Zurzeit nicht das große Problem – doch wenn es draußen kälter wird, steigt drinnen rapide der Energiebedarf. Die Stadthalle soll daher energetisch saniert werden. Archivfoto: Boden

Wittingen. Die Stadt Wittingen muss ihre Stadthalle sanieren. Der Bauausschuss votierte am Dienstagabend dafür, mit 5000 Euro Planungskosten ein umfassendes Konzept auf den Weg zu bringen.

Im energetischen Bereich gebe es „dringenden Handlungsbedarf“, verdeutlichte Bauamtsleiter Albert Soltau den Stadtpolitikern. 65 000 Euro für Sanierungsmaßnahmen waren im letzten Herbst schon einmal angefordert worden, der Posten fiel dann aber bei den Haushaltsberatungen durch. Für die Summe hätten einfachverglaste Fensterelemente im Saalbereich ausgetauscht werden sollen, außerdem war das Aufbringen einer Wärmedämmfassade in diesem Abschnitt vorgesehen.

Dass diese beiden Maßnahmen allein nicht reichen, gilt als ausgemacht. „Die 65 000 Euro sind doch nicht alles“, meinte der Ausschussvorsitzende Hans-Heinrich Koch (SPD) und schlug vor, vor einem Beschluss die wirklichen Gesamtkosten zu ermitteln. Sein Fraktionskollege Jürgen Schramm riet dazu, bei den angepeilten Sanierungen zu differenzieren: Beim in der Regel nur kurzfristig aufzuheizenden Saal sei der Energieverlust überschaubar – wichtigerer seien Verbesserungen bei den permanent genutzten Gebäudeteilen.

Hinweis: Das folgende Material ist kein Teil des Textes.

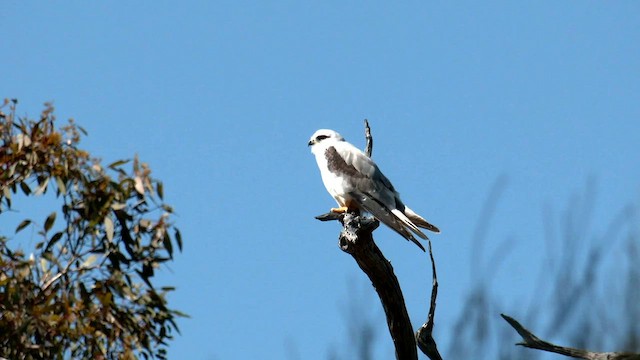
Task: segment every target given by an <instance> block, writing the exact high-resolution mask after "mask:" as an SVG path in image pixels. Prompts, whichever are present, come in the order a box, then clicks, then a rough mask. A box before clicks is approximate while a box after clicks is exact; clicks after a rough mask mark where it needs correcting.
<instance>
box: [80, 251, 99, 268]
mask: <svg viewBox="0 0 640 360" xmlns="http://www.w3.org/2000/svg"><path fill="white" fill-rule="evenodd" d="M96 257H97V256H95V255H94V254H91V255H89V257H88V258H87V260H85V261H84V262H83V263H82V267H83V268H88V267H89V266H91V264H93V263H94V262H96Z"/></svg>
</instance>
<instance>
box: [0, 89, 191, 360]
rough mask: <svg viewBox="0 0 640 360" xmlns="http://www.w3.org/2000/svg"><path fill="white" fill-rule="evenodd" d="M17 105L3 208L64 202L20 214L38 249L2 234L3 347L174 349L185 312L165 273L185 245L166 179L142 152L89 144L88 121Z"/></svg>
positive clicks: (45, 104)
mask: <svg viewBox="0 0 640 360" xmlns="http://www.w3.org/2000/svg"><path fill="white" fill-rule="evenodd" d="M16 105H17V101H16V100H5V102H4V104H3V106H2V107H0V141H1V146H0V215H2V214H4V213H6V212H8V211H10V210H13V209H15V208H16V205H15V204H17V202H18V200H19V198H20V197H38V196H40V195H44V194H47V193H54V194H55V199H56V202H57V205H56V206H57V208H55V209H53V211H52V212H51V213H50V214H49V215H48V216H47V217H46V218H45V219H44V220H43V221H38V220H37V219H24V220H23V221H21V222H20V223H19V224H18V226H17V228H16V231H15V232H16V233H18V232H20V231H22V230H24V229H25V228H27V227H33V228H34V229H35V230H37V238H38V240H37V243H36V244H35V247H34V249H33V252H32V253H31V254H30V255H27V254H26V252H25V250H24V249H23V248H22V246H21V244H20V242H19V241H17V239H15V238H12V237H16V236H18V235H11V234H0V333H2V334H3V336H2V339H0V356H2V357H6V358H25V359H35V358H52V359H53V358H68V357H71V358H95V359H115V358H135V357H140V356H142V357H144V358H159V359H164V358H166V345H167V342H168V341H169V340H170V339H171V338H172V337H173V333H174V332H177V331H178V326H177V323H176V319H177V318H178V317H181V316H184V314H182V313H181V312H179V311H177V310H174V309H170V308H169V307H168V303H167V300H166V295H167V293H168V292H170V291H173V288H172V287H161V288H157V287H156V286H154V283H153V278H154V275H155V271H156V269H158V268H159V267H160V266H162V264H164V263H166V262H168V261H171V260H172V259H173V255H174V247H177V249H178V250H181V249H182V239H181V236H180V231H179V230H178V229H177V228H176V227H175V226H174V224H173V209H172V208H171V206H170V205H168V204H167V203H165V202H164V194H163V187H162V183H161V182H160V181H159V180H157V179H155V178H153V177H152V176H151V169H150V168H149V166H148V165H147V164H145V163H143V162H141V161H139V160H138V158H137V156H136V157H134V158H133V160H119V161H115V162H113V163H111V164H109V165H107V166H103V165H102V164H101V162H100V161H99V160H98V159H96V158H94V157H92V156H91V155H90V153H89V152H87V151H85V150H83V149H81V148H80V147H79V144H80V140H81V138H82V136H85V135H86V132H85V131H84V129H82V128H81V127H80V126H78V125H77V124H76V123H75V122H74V121H73V120H70V121H69V122H68V123H67V124H66V125H64V126H62V127H60V128H57V127H56V118H55V115H54V108H53V106H52V105H51V104H45V109H44V110H43V111H42V113H41V114H40V117H39V119H38V120H29V119H26V118H18V117H17V116H16ZM7 108H8V110H9V111H8V113H5V112H4V111H2V110H5V109H7Z"/></svg>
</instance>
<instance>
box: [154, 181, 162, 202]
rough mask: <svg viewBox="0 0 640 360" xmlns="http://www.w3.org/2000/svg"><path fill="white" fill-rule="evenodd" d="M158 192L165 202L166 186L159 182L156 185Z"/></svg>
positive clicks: (159, 194)
mask: <svg viewBox="0 0 640 360" xmlns="http://www.w3.org/2000/svg"><path fill="white" fill-rule="evenodd" d="M156 192H157V193H158V196H159V197H160V199H161V200H164V186H162V182H160V181H158V182H157V183H156Z"/></svg>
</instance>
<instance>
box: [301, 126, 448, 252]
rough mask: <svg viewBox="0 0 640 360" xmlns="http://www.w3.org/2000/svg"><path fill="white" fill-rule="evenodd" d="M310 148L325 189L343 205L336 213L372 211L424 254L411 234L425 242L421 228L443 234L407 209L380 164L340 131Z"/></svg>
mask: <svg viewBox="0 0 640 360" xmlns="http://www.w3.org/2000/svg"><path fill="white" fill-rule="evenodd" d="M309 146H311V152H312V153H313V154H314V155H315V156H316V161H317V162H318V168H320V174H321V175H322V182H323V183H324V186H325V187H326V188H327V191H328V192H329V194H331V196H332V197H333V198H334V199H335V200H336V202H337V203H338V205H339V206H340V207H339V208H332V209H331V211H332V212H336V213H343V212H346V211H348V210H352V209H357V210H362V211H366V212H369V213H371V215H373V216H374V217H375V218H376V219H378V220H379V221H381V222H382V223H384V224H385V225H387V226H388V227H390V228H391V229H393V230H395V231H396V232H397V233H398V234H400V235H402V236H403V237H404V238H405V239H407V240H411V241H413V242H414V243H415V244H416V245H418V246H419V247H420V248H421V249H422V251H424V247H423V246H422V244H420V242H418V240H416V238H415V237H414V236H413V234H412V233H411V232H413V233H414V234H416V235H417V236H419V237H421V238H423V239H427V236H426V235H425V234H424V233H423V232H422V231H420V229H419V228H424V229H427V230H430V231H433V232H435V233H439V232H440V230H439V229H438V228H437V227H435V226H434V225H432V224H430V223H428V222H427V221H426V220H425V219H424V218H422V217H421V216H420V215H418V214H416V213H415V212H414V211H413V210H411V209H410V208H409V207H407V206H406V205H405V204H404V203H403V202H402V200H400V194H398V192H397V191H396V190H395V189H394V188H393V185H391V182H390V181H389V179H387V177H386V176H384V174H382V172H381V171H380V169H379V168H378V165H376V163H375V162H373V160H371V158H369V157H368V156H367V155H366V154H365V153H364V152H362V151H361V150H360V149H358V148H357V147H355V146H353V145H352V144H350V143H348V142H346V141H345V140H344V138H343V137H342V136H341V135H340V134H338V133H337V132H335V131H333V130H328V129H321V130H318V131H316V132H315V133H314V134H313V135H312V136H311V139H310V140H309Z"/></svg>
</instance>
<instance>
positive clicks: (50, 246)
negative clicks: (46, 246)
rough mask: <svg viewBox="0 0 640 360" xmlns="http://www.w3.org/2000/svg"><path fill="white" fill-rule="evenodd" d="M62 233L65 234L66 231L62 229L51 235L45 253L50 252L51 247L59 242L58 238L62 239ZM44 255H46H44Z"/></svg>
mask: <svg viewBox="0 0 640 360" xmlns="http://www.w3.org/2000/svg"><path fill="white" fill-rule="evenodd" d="M62 235H64V233H63V232H62V231H58V232H57V233H55V234H53V236H52V237H51V239H50V240H49V242H48V243H47V247H46V248H45V249H44V252H45V255H46V254H50V253H49V249H51V247H52V246H53V245H54V244H55V243H56V242H58V240H60V238H61V237H62ZM43 256H44V255H43Z"/></svg>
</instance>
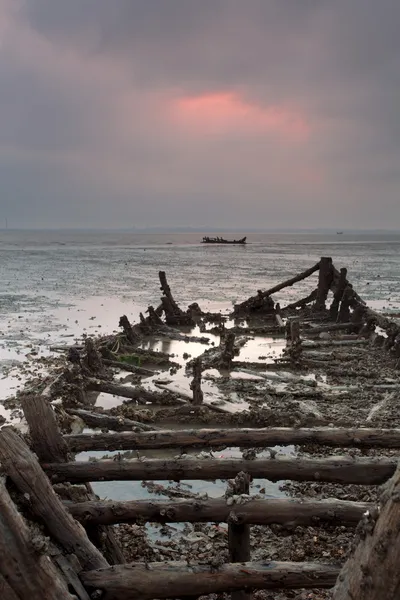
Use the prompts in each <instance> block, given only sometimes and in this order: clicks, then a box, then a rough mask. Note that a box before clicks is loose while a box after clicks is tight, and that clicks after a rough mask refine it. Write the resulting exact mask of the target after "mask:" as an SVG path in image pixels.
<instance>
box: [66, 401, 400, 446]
mask: <svg viewBox="0 0 400 600" xmlns="http://www.w3.org/2000/svg"><path fill="white" fill-rule="evenodd" d="M77 412H80V411H75V413H77ZM64 439H65V441H66V442H67V445H68V448H69V449H70V451H71V452H76V453H78V452H87V451H88V450H134V449H137V450H154V449H159V448H160V449H161V448H165V449H167V448H228V447H239V448H268V447H272V446H291V445H294V446H299V445H302V444H318V445H325V446H333V447H339V448H346V447H350V448H351V447H357V448H400V429H372V428H359V429H344V428H334V427H319V428H318V427H316V428H312V429H308V428H298V429H297V428H290V427H268V428H265V429H181V430H161V431H153V432H149V433H147V432H146V433H139V434H136V433H131V432H130V433H120V434H115V433H102V434H100V433H96V434H91V433H90V434H88V433H83V434H76V435H65V436H64Z"/></svg>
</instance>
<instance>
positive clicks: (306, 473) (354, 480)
mask: <svg viewBox="0 0 400 600" xmlns="http://www.w3.org/2000/svg"><path fill="white" fill-rule="evenodd" d="M42 466H43V469H44V470H45V472H46V473H47V474H48V476H49V477H50V478H51V479H52V481H54V482H56V483H62V482H64V481H70V482H71V483H73V482H85V481H142V480H150V481H156V480H160V481H162V480H169V479H172V480H174V481H180V480H182V479H206V480H212V481H213V480H215V479H228V478H232V477H236V475H237V474H238V473H240V471H245V472H246V473H249V474H250V475H251V476H252V477H253V478H260V479H262V478H266V479H269V480H270V481H280V480H281V479H292V480H293V481H327V482H331V483H354V484H359V485H379V484H381V483H384V482H385V481H386V480H387V479H389V478H390V477H391V476H392V475H393V472H394V470H395V468H396V462H395V461H394V460H390V459H386V458H368V459H364V458H357V459H353V458H349V457H336V456H335V457H332V458H324V459H321V458H314V459H306V458H301V459H297V458H290V457H276V458H274V459H256V460H245V459H220V460H215V459H195V460H194V459H186V458H183V459H172V460H160V459H131V460H117V461H116V460H108V459H107V460H101V461H96V462H74V463H65V464H57V463H52V464H43V465H42Z"/></svg>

Was auf die Stadt alles zukommen könnte, zeigte Soltau den Ratsherren anhand einer von der LSW angestellten Untersuchung auf: Den überschlägigen Berechnungen zufolge weisen die Außenwände 54 Prozent Wärmeverlust auf, die Fenster sogar 72 Prozent, das Dach immerhin noch 15 Prozent. Die energetische Gesamtsituation bringe für Pächter hohe Kosten mit sich, heißt es in der Vorlage für den Ausschuss.

So gelten als weitere „Sanierungskandidaten“ auch die Fenster im Bereich Foyer/Bar/Restaurant, die Eingangstüren im Saalbereich und das Flachdach über Foyer und Restaurant. Die Glasbausteine am Aufgang zur Galerie lassen ebenfalls zu viel Wärme durch und müssten ausgetauscht werden.

Die Stadt hofft nun, dass mit einem Gesamtkonzept für die energetische Sanierung Fördermittel abgegriffen werden können.